Role of Indian Authorities in Rupee’s Free Fall against Dollar
Both Reserve Bank of India and Indian Government have been intervening into the dismal condition of the national currency from time to time. After the historic fall of Indian rupee to 65.56 against dollar, the lawmakers are expected to adopt emergency reforms to stop further downfall. The basic focus of the government is at reducing trade deficit and pushing the investment boundaries farther. Both these steps will be taken in a hope to promote investments in different sectors.
The major reforms also include restrictions on outbound investments, gold imports and creating an investor-friendly foreign direct investment policy. Government has already announced FDI reforms in different business sectors including telecom, retail, aviation and defense.
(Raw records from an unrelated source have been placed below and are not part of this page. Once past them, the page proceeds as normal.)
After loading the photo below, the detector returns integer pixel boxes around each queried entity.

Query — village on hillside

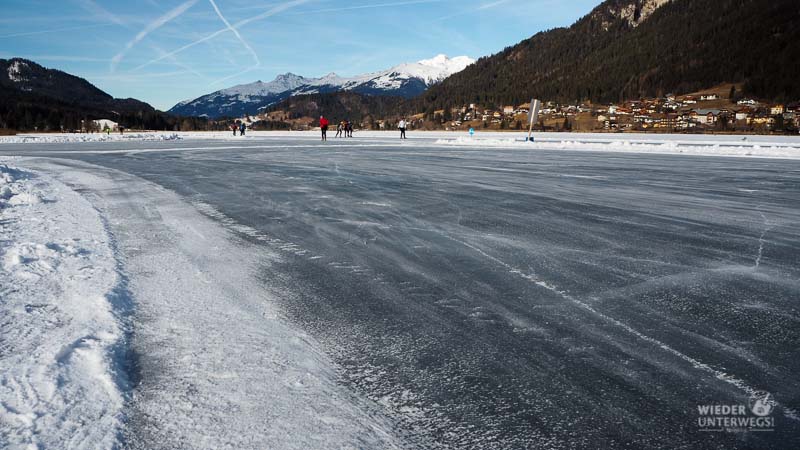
[406,84,800,134]
[251,84,800,136]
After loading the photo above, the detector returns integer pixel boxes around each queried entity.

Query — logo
[749,391,775,417]
[697,391,776,433]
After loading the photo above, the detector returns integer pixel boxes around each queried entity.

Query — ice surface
[1,134,799,448]
[12,159,404,449]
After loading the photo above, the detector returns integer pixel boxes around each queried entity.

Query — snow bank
[435,136,800,159]
[0,163,126,449]
[0,132,181,144]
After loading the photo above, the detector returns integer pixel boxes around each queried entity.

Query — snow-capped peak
[170,54,475,118]
[399,54,475,84]
[7,60,28,83]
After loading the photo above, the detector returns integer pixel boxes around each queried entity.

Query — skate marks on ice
[19,159,405,450]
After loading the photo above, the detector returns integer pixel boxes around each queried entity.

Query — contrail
[133,0,310,72]
[132,0,447,73]
[111,0,198,71]
[207,0,260,67]
[0,23,113,39]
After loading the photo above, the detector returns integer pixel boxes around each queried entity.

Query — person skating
[319,115,329,141]
[240,122,246,136]
[231,123,237,136]
[398,118,407,139]
[335,121,343,138]
[345,120,353,138]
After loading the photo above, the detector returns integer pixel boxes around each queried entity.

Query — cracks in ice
[754,211,772,270]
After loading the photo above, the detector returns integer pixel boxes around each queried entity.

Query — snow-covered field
[0,133,182,144]
[3,130,800,159]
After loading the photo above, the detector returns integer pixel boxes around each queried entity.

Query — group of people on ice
[319,115,410,141]
[335,120,354,138]
[230,121,247,136]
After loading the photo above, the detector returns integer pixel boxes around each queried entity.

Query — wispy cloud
[133,0,310,72]
[73,0,126,25]
[431,0,512,23]
[286,0,449,16]
[0,23,114,39]
[111,0,198,72]
[209,65,261,86]
[149,44,206,79]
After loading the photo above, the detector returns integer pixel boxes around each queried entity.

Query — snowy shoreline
[0,163,127,449]
[2,130,799,159]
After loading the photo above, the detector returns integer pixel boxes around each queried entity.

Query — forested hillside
[265,92,408,127]
[0,58,209,131]
[418,0,800,110]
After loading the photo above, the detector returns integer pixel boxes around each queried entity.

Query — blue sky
[0,0,599,110]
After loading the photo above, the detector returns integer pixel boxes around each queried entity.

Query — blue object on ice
[469,127,474,136]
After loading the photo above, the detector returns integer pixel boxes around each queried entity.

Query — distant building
[700,94,719,101]
[770,105,785,115]
[93,119,118,131]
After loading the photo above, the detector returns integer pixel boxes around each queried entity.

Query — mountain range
[168,54,474,119]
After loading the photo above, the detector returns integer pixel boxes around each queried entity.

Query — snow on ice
[0,163,126,449]
[0,158,403,449]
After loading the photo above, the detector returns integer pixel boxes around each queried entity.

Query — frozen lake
[3,132,800,448]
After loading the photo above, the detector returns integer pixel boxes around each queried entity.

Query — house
[735,110,750,121]
[93,119,118,131]
[700,94,719,101]
[694,109,720,125]
[737,99,758,106]
[503,106,515,115]
[770,105,785,116]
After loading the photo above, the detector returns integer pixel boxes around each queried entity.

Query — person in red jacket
[319,115,329,141]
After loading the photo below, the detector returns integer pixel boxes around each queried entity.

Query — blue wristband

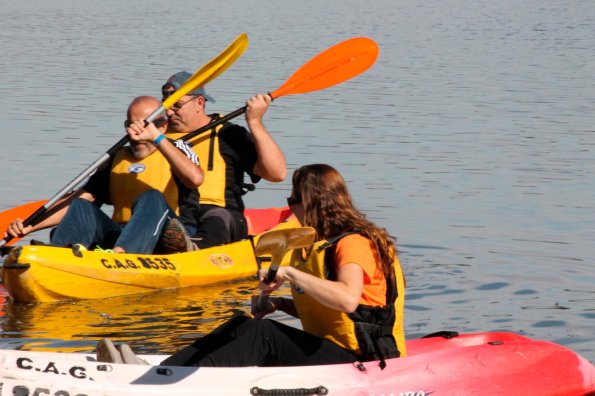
[153,134,166,146]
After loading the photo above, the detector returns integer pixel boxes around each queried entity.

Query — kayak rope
[250,385,329,396]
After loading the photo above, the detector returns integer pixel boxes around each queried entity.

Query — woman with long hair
[98,164,406,367]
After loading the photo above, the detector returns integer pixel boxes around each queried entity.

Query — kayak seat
[244,206,293,235]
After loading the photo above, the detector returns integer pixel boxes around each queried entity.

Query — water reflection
[0,279,264,354]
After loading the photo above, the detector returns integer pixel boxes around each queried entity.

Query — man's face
[165,94,202,133]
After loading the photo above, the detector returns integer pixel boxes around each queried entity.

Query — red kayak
[244,206,293,235]
[0,331,592,395]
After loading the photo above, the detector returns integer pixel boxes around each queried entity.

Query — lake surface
[1,0,593,362]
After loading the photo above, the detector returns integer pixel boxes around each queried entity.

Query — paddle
[0,200,48,247]
[178,36,379,145]
[0,33,249,248]
[254,226,316,312]
[2,36,377,246]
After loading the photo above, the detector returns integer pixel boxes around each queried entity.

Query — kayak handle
[250,385,328,395]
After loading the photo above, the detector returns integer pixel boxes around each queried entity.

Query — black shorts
[192,205,248,248]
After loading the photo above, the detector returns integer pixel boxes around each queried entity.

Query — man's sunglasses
[124,117,167,129]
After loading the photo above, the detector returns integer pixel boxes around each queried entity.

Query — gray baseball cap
[162,71,215,103]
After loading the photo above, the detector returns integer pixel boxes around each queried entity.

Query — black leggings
[160,315,359,367]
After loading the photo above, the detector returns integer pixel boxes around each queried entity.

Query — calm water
[0,0,593,362]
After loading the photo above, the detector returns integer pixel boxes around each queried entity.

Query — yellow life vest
[289,236,407,361]
[109,148,180,223]
[167,116,227,207]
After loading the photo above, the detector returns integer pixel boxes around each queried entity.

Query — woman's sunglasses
[286,197,301,207]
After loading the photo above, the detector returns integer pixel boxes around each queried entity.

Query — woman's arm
[259,264,364,313]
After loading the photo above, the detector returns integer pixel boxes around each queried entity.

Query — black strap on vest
[182,114,221,172]
[319,232,399,369]
[321,231,397,304]
[194,114,254,196]
[207,130,216,171]
[317,232,351,281]
[185,114,220,148]
[206,115,221,171]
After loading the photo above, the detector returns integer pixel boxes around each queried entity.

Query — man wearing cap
[161,71,286,248]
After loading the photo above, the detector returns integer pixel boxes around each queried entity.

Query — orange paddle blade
[0,200,47,246]
[270,37,379,99]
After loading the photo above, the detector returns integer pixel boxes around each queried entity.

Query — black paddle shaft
[255,264,280,312]
[179,106,247,145]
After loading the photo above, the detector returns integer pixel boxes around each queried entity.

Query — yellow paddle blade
[162,33,249,109]
[255,227,316,263]
[253,227,315,312]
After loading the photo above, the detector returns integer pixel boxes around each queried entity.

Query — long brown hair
[290,164,396,276]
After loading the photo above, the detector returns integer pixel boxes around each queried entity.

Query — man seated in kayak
[160,72,287,248]
[98,163,406,367]
[4,96,203,254]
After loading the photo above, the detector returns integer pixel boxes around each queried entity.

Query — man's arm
[128,120,204,188]
[245,94,287,182]
[3,189,95,239]
[158,138,203,188]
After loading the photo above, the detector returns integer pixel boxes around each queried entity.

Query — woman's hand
[250,295,284,319]
[257,266,290,294]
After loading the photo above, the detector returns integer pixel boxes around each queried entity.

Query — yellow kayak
[2,239,259,302]
[1,208,302,303]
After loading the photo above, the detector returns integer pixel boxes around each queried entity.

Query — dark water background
[0,0,593,362]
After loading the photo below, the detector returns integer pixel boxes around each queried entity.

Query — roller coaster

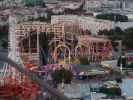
[0,16,113,99]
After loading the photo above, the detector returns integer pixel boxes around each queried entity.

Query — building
[84,0,121,12]
[51,15,114,34]
[0,0,23,9]
[124,0,133,10]
[45,0,82,14]
[84,0,103,12]
[115,22,133,29]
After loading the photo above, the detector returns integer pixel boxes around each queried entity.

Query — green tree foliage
[0,25,8,39]
[1,39,8,49]
[100,86,121,96]
[99,27,124,41]
[96,13,128,22]
[39,32,48,65]
[79,57,90,65]
[127,63,133,68]
[123,28,133,49]
[0,25,8,49]
[98,27,133,49]
[52,68,73,84]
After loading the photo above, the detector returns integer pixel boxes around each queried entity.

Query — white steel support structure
[9,18,113,68]
[37,30,40,65]
[9,15,18,61]
[8,15,22,83]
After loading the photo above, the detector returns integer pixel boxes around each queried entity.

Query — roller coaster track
[0,53,70,100]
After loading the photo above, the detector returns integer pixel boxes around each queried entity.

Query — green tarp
[23,0,43,6]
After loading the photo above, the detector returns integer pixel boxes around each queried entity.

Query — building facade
[51,15,114,35]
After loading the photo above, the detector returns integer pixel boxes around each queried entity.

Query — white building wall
[0,0,23,8]
[51,15,114,35]
[115,22,133,29]
[125,0,133,9]
[84,0,121,11]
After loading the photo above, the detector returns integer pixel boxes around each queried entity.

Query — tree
[96,13,128,22]
[39,32,48,65]
[117,56,127,68]
[127,63,133,68]
[0,25,8,49]
[79,57,90,65]
[52,68,73,84]
[123,28,133,49]
[100,86,121,96]
[98,27,133,50]
[98,27,124,41]
[1,39,8,49]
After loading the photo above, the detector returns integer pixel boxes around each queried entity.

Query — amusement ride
[0,15,113,99]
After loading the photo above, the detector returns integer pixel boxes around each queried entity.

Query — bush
[127,63,133,68]
[1,39,8,49]
[79,57,90,65]
[52,68,73,84]
[96,13,128,22]
[100,86,121,96]
[99,27,133,49]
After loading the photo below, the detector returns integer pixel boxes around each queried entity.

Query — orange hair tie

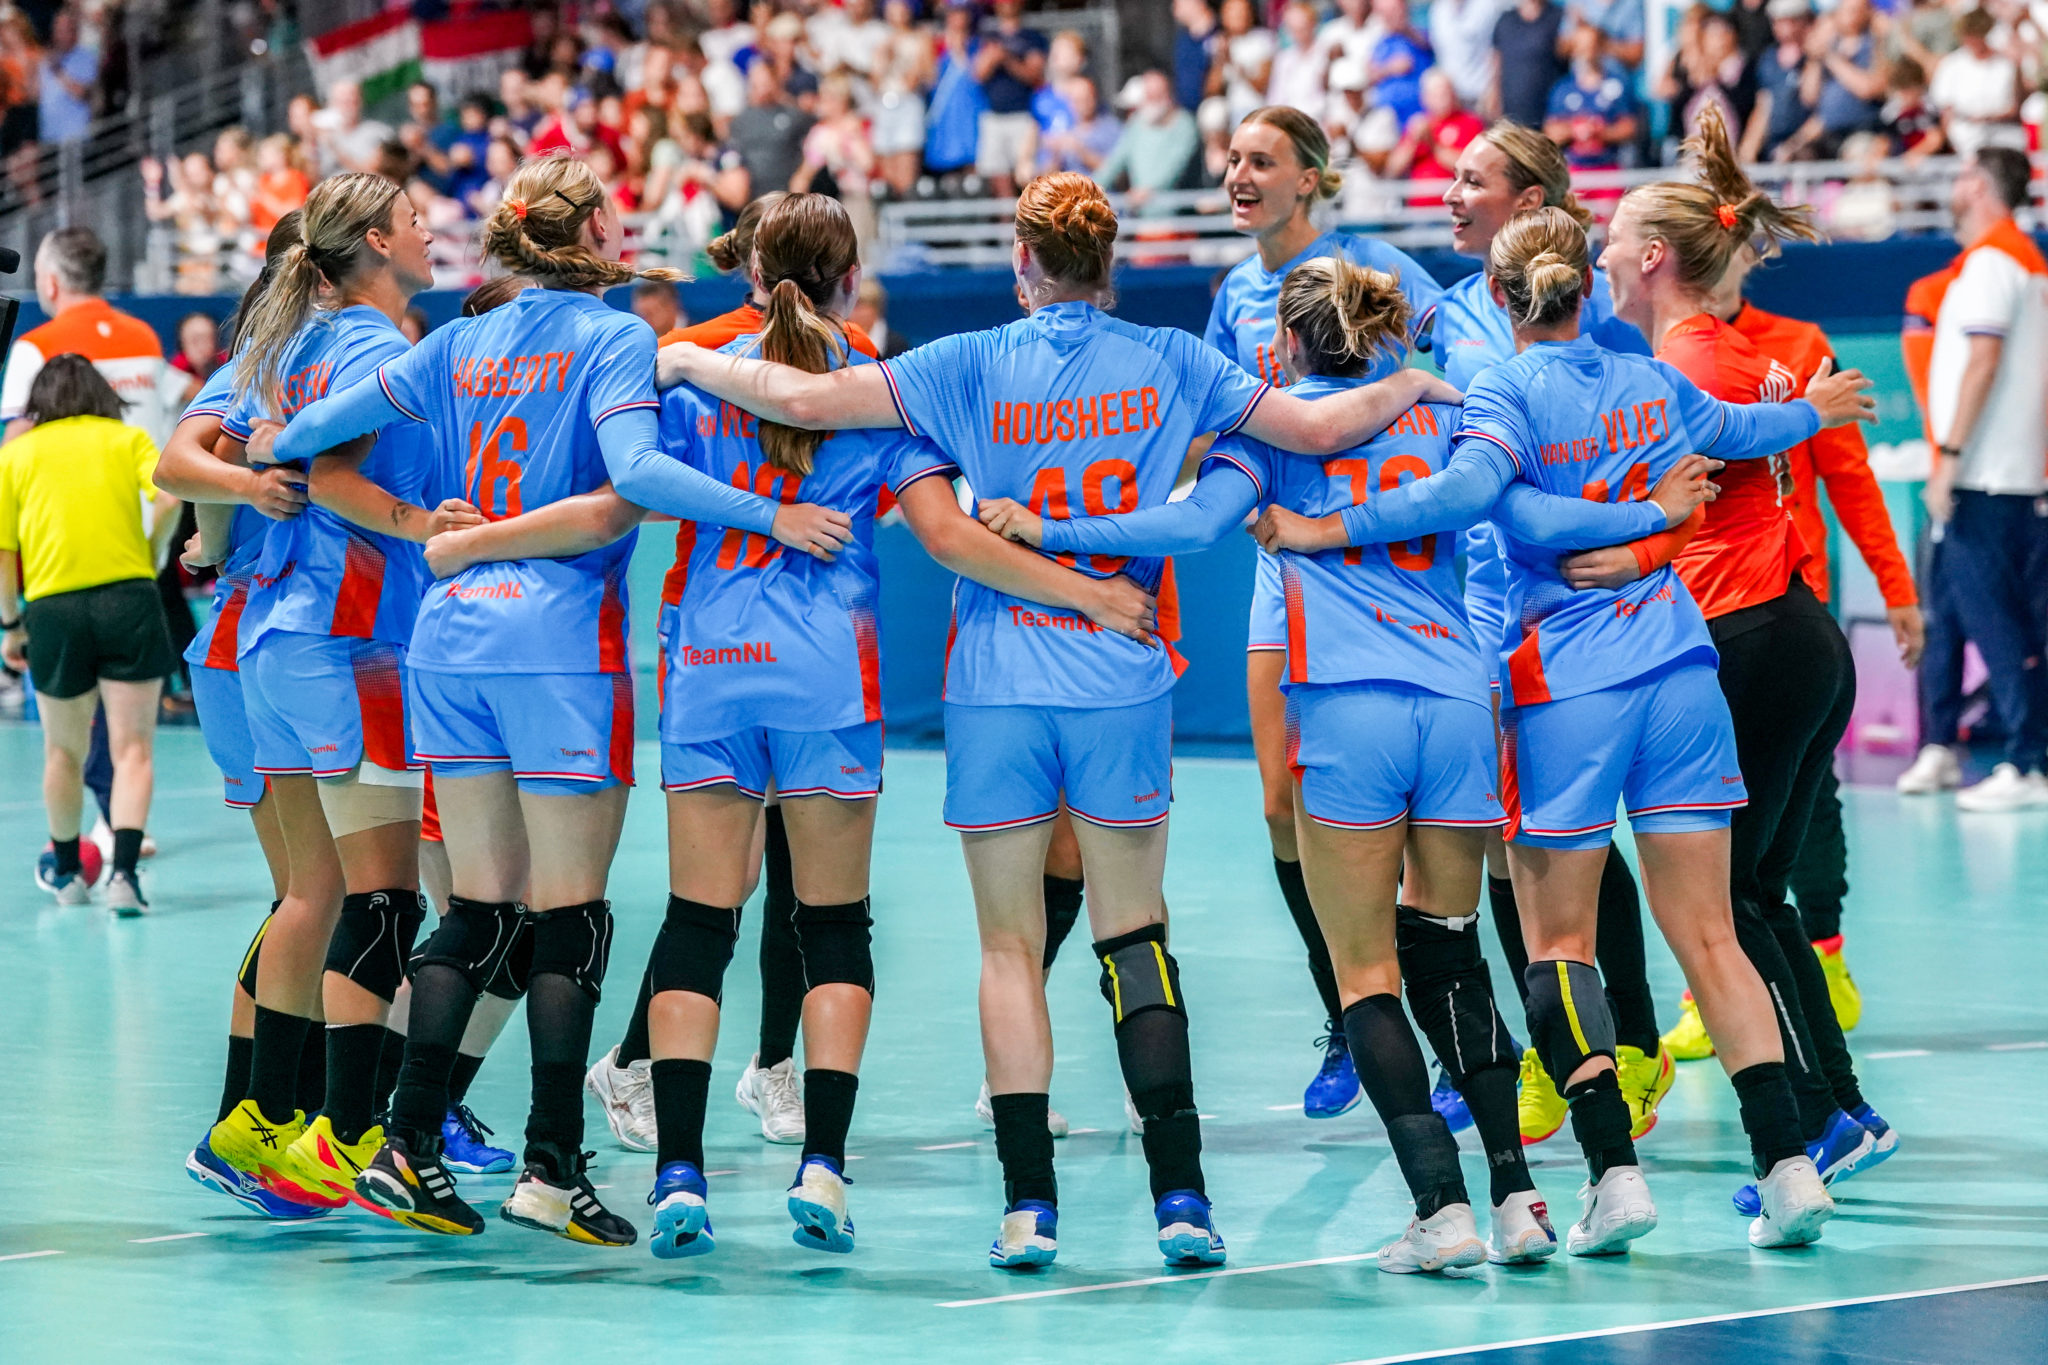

The biggest hurdle to their success are said to be bureaucratic red tape and regional political troubles. Overcoming these two hurdles is essential to conquer this historic crisis.
Indian government is currently making all the possible efforts to pass two measures. These two reforms include easy acquisition of business lands and up to 49% of foreign direct investments in the pension sector. Conquering the trade imbalance is also going to be a major challenge for the nation. Apart from United States of America, India has disturbed trade balance with most of its trade partners. It means a trade deficit with round about 80 countries.
RBI has always been cautious about its timely interventions into the financial scenario of India. The entire rupee depreciation crisis is also said to be triggered by certain fluctuating reforms from this central bank of the country. However, as far as the official steps are concerned, the bank is making efforts in increasing stem market liquidity and short-term investments. The bank is also made stringent rules for banks that are into exchange traders-currency derivatives separate from RBI.
All these reforms are expected to regain the confidence from the investors. However, looking at the current crisis, the situation is expected to last longer than expected. However, increased FDIs, FII inflows and regained European and Greek economies will definitely bring stability in the Indian economy.